Labels: Barbaras, desire, life, ontology, phenomenology, questions
3 Comments:
Not that relevant but I was trawling thru some files looking for coments on whitehead and couldn't restrain myself from looking at Mario's 'Palindrome'.
'In order to interestedly deny the real elapsing of situational transformations (“time”), gnosticists pretend that “being” is merely a distinctional predication, and as a result believe that “l’intelligibilité se dit non pas de l’être mais des discours sur l’être” (“intelligibility is not said of ‘being’ but of the discourses on ‘being’”). This of course inaugurates the ideologies of mediation, which claim that one never knows one’s reality in itself but only through veils and shadows, as Paul Ricoeur bluntly epitomized: “...there is no self-knowledge without some kind of detour through signs, symbols and cultural works, etc.”'
I did once read Ivor Leclerc, 'The nature of physical existenc', Allen and Unwin, 1972. It's a useful text on Whitehead.
And just to be even more irrelevant another snippet from Palindrome which is basically an essay on 'cosmological- biospheric evolution':
"Such a natural science also tells us that circumstanced existentialities were instrumented as a means, that is functionalized, by some physical process, i.e. the cosmological-biospheric evolution, which in turn was functionalized to afford responsibility to some finite semoviences.
The fact of having been circumstanced to evolutionarily developed anatomophysiological means for realizing the situation, entails the mentioned responsibility.
A constitutive but – because finding oneself living in such circumstances is itself a non-chosen surprise – a non-compulsive responsibility that, as well as the enrichment of their ontic consistency acquired with the utilization of their freedom, does not depend on their continuing availing, or on their being bereft, of brain-provided noematic updates.

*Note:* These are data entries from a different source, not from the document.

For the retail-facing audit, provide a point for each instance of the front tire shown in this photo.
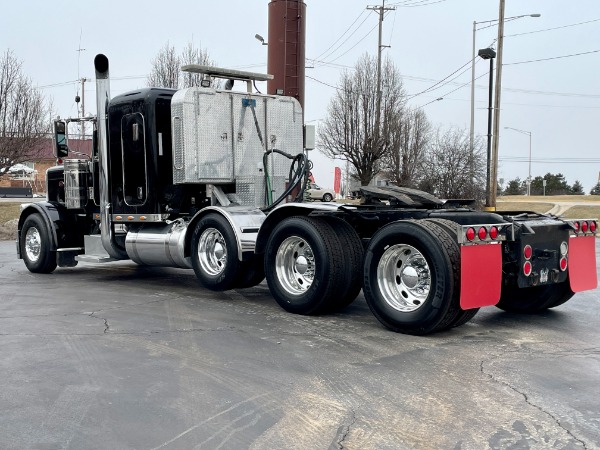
(304, 265)
(410, 281)
(35, 245)
(214, 253)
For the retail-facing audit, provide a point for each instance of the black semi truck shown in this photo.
(213, 180)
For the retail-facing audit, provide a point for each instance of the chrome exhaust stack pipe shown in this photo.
(107, 232)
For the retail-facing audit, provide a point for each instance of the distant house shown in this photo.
(36, 177)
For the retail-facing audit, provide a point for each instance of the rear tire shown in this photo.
(453, 229)
(535, 299)
(214, 253)
(35, 245)
(410, 277)
(304, 265)
(351, 245)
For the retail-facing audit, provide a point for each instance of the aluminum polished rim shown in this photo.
(33, 244)
(295, 265)
(212, 252)
(404, 278)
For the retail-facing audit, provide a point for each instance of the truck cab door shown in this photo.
(134, 159)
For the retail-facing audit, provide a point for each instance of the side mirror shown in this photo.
(60, 139)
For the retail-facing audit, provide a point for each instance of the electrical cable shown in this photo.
(555, 28)
(295, 177)
(549, 59)
(344, 33)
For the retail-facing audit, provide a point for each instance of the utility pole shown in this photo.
(381, 10)
(490, 202)
(83, 80)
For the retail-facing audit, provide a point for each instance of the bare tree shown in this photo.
(409, 135)
(166, 67)
(446, 168)
(24, 115)
(351, 129)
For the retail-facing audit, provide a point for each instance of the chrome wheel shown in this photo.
(295, 265)
(404, 278)
(212, 252)
(33, 244)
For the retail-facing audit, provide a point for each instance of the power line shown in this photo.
(344, 33)
(555, 28)
(554, 57)
(442, 80)
(416, 3)
(358, 42)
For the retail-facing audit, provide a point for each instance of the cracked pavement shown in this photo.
(128, 357)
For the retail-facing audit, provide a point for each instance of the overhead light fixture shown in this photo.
(260, 38)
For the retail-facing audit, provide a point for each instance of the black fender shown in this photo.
(61, 223)
(283, 212)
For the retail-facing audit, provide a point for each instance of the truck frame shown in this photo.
(213, 180)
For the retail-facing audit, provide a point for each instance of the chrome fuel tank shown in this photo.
(158, 244)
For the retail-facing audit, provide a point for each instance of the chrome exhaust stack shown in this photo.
(107, 232)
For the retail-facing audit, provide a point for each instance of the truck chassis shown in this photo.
(196, 179)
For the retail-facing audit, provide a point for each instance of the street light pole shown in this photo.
(529, 176)
(472, 128)
(488, 53)
(491, 197)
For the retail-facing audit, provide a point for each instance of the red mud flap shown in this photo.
(480, 275)
(582, 263)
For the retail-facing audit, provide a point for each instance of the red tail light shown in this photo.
(563, 263)
(471, 234)
(494, 232)
(482, 233)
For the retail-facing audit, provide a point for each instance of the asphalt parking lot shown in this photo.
(126, 357)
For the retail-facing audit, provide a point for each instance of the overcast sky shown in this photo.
(557, 100)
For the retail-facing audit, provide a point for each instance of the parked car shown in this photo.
(316, 192)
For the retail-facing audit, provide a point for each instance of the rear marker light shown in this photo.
(482, 233)
(563, 263)
(564, 248)
(527, 268)
(494, 232)
(471, 234)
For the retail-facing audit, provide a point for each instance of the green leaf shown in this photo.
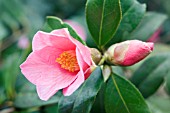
(28, 97)
(103, 18)
(56, 23)
(159, 104)
(82, 100)
(150, 23)
(9, 77)
(123, 97)
(132, 14)
(150, 75)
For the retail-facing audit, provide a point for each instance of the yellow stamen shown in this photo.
(68, 61)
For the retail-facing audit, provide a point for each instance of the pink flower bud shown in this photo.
(128, 52)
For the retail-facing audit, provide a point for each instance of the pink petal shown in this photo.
(46, 91)
(43, 39)
(84, 51)
(61, 32)
(40, 68)
(75, 85)
(80, 79)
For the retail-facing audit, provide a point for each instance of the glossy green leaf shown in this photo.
(27, 97)
(9, 77)
(159, 104)
(150, 75)
(121, 96)
(56, 23)
(132, 14)
(82, 100)
(149, 24)
(103, 18)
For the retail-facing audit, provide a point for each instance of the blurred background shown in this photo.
(21, 19)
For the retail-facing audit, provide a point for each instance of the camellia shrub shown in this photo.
(72, 77)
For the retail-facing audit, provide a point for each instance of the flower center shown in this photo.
(68, 61)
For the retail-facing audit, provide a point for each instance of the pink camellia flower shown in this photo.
(128, 52)
(58, 61)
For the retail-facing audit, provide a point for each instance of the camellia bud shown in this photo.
(96, 55)
(128, 52)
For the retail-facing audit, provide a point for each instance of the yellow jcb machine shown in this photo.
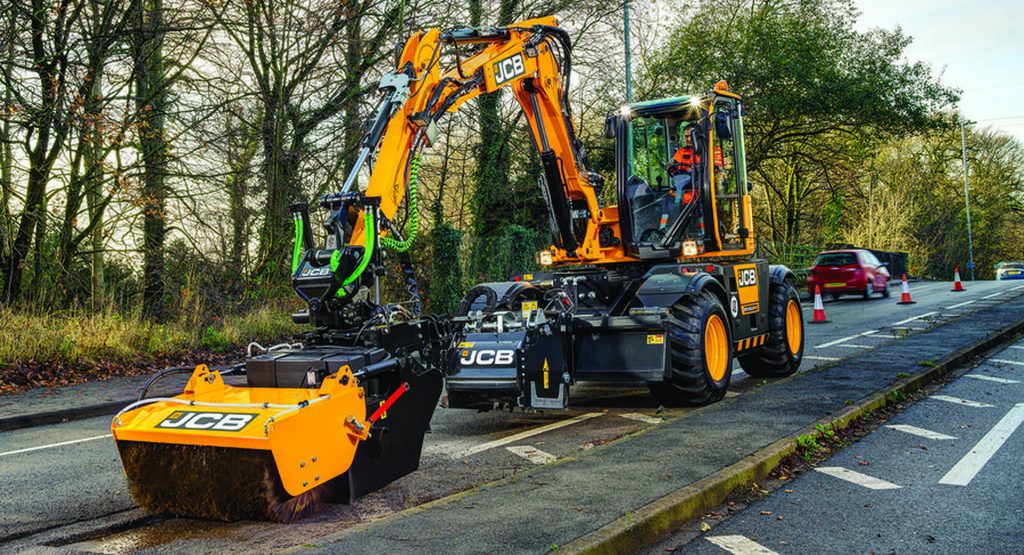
(659, 289)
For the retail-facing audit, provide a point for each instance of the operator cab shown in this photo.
(682, 183)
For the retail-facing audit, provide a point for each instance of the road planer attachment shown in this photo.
(228, 453)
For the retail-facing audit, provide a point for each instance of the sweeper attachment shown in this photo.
(336, 416)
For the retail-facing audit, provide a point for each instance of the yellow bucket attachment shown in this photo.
(231, 453)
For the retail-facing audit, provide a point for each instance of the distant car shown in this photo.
(1010, 270)
(851, 270)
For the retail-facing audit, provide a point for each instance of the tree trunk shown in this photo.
(93, 197)
(6, 154)
(491, 177)
(152, 102)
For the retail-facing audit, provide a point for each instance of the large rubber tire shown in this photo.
(781, 353)
(699, 352)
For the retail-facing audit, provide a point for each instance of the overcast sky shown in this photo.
(978, 46)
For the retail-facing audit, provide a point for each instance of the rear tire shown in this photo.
(783, 350)
(699, 352)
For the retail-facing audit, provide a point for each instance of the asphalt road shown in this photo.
(943, 476)
(44, 489)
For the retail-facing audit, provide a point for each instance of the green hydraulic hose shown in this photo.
(414, 220)
(297, 253)
(368, 252)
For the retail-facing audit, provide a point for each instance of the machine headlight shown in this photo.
(689, 248)
(545, 258)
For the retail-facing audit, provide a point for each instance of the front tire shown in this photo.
(699, 352)
(783, 350)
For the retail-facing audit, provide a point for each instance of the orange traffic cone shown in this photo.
(819, 307)
(904, 297)
(957, 286)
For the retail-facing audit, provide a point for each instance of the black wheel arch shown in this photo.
(664, 290)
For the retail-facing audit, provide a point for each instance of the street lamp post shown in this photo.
(629, 65)
(967, 198)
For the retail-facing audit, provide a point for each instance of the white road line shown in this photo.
(522, 435)
(856, 477)
(845, 339)
(1005, 361)
(642, 418)
(972, 463)
(991, 379)
(531, 454)
(929, 434)
(61, 443)
(925, 315)
(740, 545)
(958, 400)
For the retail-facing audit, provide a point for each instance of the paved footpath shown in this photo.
(943, 476)
(557, 504)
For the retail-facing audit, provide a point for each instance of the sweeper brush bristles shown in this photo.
(218, 483)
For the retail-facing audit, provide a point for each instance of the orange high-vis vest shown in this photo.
(686, 158)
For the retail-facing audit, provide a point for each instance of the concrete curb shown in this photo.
(649, 523)
(64, 415)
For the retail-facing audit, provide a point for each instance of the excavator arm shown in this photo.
(532, 59)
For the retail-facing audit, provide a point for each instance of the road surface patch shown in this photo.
(921, 432)
(869, 482)
(522, 435)
(642, 418)
(531, 454)
(1005, 361)
(740, 545)
(991, 379)
(58, 444)
(965, 402)
(973, 462)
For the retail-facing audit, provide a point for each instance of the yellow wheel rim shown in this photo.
(716, 347)
(794, 328)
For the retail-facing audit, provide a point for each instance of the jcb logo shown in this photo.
(509, 68)
(486, 357)
(749, 278)
(313, 272)
(225, 422)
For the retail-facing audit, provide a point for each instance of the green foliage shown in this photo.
(214, 340)
(79, 337)
(445, 269)
(514, 251)
(807, 445)
(827, 431)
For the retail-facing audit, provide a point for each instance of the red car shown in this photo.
(853, 270)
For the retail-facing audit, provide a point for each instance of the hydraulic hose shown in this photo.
(370, 225)
(297, 253)
(414, 220)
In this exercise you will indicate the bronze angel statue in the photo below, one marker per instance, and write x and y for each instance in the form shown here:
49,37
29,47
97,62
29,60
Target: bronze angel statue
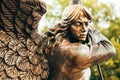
64,52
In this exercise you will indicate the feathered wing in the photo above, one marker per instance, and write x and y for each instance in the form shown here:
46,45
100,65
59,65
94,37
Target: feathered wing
21,56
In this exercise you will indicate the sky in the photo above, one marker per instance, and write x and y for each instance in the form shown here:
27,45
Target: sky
116,4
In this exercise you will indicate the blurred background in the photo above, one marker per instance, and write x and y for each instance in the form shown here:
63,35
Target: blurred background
106,18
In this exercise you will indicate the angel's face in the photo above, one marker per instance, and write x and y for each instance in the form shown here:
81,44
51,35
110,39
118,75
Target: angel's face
79,28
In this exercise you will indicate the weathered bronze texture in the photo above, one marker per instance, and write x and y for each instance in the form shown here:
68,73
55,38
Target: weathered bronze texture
21,57
64,52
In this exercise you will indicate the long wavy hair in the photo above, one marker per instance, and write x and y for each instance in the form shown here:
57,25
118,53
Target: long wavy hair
62,29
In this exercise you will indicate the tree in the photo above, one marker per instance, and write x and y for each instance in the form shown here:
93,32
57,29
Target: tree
104,19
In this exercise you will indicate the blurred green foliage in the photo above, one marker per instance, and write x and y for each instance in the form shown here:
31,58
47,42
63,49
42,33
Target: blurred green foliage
102,14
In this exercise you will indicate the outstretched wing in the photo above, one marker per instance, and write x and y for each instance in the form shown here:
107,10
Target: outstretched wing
21,55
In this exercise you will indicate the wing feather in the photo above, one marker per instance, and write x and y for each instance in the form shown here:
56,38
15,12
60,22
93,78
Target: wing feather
21,55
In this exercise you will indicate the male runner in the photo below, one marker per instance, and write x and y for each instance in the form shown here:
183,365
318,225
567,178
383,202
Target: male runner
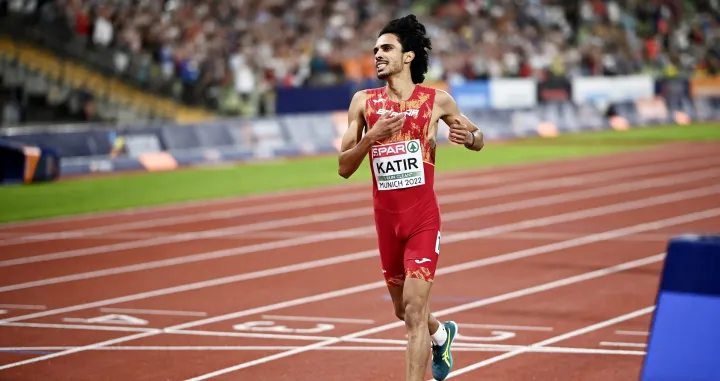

Sense (meaning) is what is at stake in a time-processes-including reality not originating from necessity but also setting, with being, axiological value.
This is so because the non-entitative, unoriginated portion of reality is not forced to set this value under any necessity that would spoil its freedom." (crocco, Palindrome).
Here's a link to Palindrome.
That last snippet went right past me. I'll read the whole thing and blog it sometime.